Le I/141e RIA a été recruté dans le Vaucluse. Il a été créé le 23 septembre 1944 sous le nom de Bataillon XIV/15, six compagnies sous les ordres du commandant Claude Bonfils, 52 ans, qui avait commandé, dans la Résistance, une compagnie de l’AS Drôme puis un bataillon de FFI du Mont Ventoux. Parti le 13 décembre 1944 pour Barcelonnette, le bataillon monte en ligne deux jours plus tard, d'abord deux compagnies (la 2e du capitaine Bertrand, la 5e du capitaine Duriau) dans les secteurs de Lans et de la Bayasse. Il perd un tué, le sergent André Dardaillon, le 29 décembre 1944. C'est le 24 février 1945 qu'à compter du 1er du mois, il prend l'écusson de I/141e RIA, régiment - à deux bataillons - reconstitué non dans le cadre de la 27e DA, mais celui de la 15e région militaire de Marseille.

Le 2e bataillon du régiment, stationné dans le quartier de Guillestre, correspond à l’ancien 4e bataillon du 159e RIA, le bataillon Ravel qui avait quitté l'Ardèche pour Embrun le 5 octobre 1944 et tenu la ligne Vars – col de Vars.
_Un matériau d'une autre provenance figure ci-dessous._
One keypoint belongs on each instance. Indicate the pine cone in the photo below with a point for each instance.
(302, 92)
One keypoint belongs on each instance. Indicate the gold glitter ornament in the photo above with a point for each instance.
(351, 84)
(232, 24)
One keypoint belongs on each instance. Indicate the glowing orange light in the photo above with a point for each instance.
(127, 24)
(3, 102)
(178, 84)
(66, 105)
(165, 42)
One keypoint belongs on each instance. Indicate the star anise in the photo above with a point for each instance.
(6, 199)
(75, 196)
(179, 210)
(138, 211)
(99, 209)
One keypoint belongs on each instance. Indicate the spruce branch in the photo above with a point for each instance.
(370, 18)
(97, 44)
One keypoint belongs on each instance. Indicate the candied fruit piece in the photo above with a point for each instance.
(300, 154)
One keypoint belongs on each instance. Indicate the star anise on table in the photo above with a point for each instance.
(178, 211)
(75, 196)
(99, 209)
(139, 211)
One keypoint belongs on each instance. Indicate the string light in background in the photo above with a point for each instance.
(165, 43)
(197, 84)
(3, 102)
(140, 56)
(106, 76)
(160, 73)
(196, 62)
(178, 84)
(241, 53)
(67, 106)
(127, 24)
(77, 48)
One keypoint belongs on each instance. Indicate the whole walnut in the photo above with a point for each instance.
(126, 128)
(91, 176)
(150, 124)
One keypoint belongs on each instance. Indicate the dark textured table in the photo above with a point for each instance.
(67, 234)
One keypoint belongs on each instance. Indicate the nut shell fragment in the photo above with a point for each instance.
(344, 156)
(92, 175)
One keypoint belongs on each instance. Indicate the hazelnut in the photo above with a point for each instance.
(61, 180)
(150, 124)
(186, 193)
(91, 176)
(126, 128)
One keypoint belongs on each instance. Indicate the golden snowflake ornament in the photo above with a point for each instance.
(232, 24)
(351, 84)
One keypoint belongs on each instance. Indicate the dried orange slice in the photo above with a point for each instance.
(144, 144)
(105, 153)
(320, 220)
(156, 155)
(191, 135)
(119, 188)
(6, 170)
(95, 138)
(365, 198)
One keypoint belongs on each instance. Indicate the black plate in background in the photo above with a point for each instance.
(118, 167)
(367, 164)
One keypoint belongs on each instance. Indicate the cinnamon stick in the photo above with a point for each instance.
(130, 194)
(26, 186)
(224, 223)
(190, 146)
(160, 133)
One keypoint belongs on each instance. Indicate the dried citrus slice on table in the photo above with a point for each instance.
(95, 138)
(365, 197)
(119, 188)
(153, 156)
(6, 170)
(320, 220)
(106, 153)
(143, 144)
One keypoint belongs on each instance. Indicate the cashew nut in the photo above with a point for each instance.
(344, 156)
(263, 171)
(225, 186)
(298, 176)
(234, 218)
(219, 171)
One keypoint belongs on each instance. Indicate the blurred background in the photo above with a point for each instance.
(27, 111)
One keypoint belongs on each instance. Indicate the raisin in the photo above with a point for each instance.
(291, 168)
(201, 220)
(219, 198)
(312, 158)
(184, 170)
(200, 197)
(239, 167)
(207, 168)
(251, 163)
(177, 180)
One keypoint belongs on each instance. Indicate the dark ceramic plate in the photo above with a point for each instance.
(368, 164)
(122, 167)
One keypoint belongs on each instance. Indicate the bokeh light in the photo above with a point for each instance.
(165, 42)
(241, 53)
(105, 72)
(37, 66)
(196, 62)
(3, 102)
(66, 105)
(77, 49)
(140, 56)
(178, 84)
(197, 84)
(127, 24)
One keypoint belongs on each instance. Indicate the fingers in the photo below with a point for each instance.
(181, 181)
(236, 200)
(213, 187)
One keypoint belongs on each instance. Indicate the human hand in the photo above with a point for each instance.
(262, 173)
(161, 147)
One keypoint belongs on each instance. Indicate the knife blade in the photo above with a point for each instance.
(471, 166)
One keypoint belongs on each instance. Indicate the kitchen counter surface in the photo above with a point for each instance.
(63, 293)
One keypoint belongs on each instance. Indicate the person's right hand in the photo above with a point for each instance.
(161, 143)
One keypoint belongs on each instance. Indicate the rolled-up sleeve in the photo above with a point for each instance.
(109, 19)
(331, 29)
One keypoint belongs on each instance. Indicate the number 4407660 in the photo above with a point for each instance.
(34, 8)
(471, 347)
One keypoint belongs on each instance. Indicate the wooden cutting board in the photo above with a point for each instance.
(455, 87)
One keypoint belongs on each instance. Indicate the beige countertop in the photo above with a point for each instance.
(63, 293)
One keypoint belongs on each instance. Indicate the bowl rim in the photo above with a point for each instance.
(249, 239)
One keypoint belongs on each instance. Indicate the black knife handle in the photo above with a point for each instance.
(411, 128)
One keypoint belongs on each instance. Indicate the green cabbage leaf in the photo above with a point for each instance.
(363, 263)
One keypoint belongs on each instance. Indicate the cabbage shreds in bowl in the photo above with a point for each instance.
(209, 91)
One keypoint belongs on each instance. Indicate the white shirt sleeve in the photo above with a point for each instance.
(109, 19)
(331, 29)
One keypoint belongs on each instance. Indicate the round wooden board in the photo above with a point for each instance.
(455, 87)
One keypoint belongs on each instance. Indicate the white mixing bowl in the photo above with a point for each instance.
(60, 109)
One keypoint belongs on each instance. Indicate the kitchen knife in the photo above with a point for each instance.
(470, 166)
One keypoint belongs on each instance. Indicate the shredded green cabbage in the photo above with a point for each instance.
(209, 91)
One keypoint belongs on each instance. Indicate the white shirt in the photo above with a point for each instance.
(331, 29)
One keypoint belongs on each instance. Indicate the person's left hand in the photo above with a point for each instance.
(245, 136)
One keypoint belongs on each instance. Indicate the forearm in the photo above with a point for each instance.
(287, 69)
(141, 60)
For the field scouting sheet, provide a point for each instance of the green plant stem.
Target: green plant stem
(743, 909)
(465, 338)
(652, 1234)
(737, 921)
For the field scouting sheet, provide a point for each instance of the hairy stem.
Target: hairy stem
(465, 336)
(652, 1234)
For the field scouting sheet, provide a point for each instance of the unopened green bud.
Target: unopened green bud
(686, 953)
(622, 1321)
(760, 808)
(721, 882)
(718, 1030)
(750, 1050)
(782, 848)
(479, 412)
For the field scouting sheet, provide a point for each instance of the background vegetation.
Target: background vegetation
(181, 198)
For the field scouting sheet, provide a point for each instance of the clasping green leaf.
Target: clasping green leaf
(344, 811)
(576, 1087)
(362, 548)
Le II/141e RIA perd plusieurs tués le 14 avril 1945 au col Agnel : Denis Leyronnas, Marcel Provost... Le lieutenant Julien, chef d'une SES du régiment, y est fait prisonnier.

Les 22 et 23 avril 1945, le I/141e RIA, dont le commandement est assumé provisoirement par le chef de bataillon Alphonse Dumay - le commandant Claude Bonfils exerce en effet la responsabilité du régiment - prend part aux opérations de Roche-la-Croix. Source principale :  GR 12 P 24, SHD.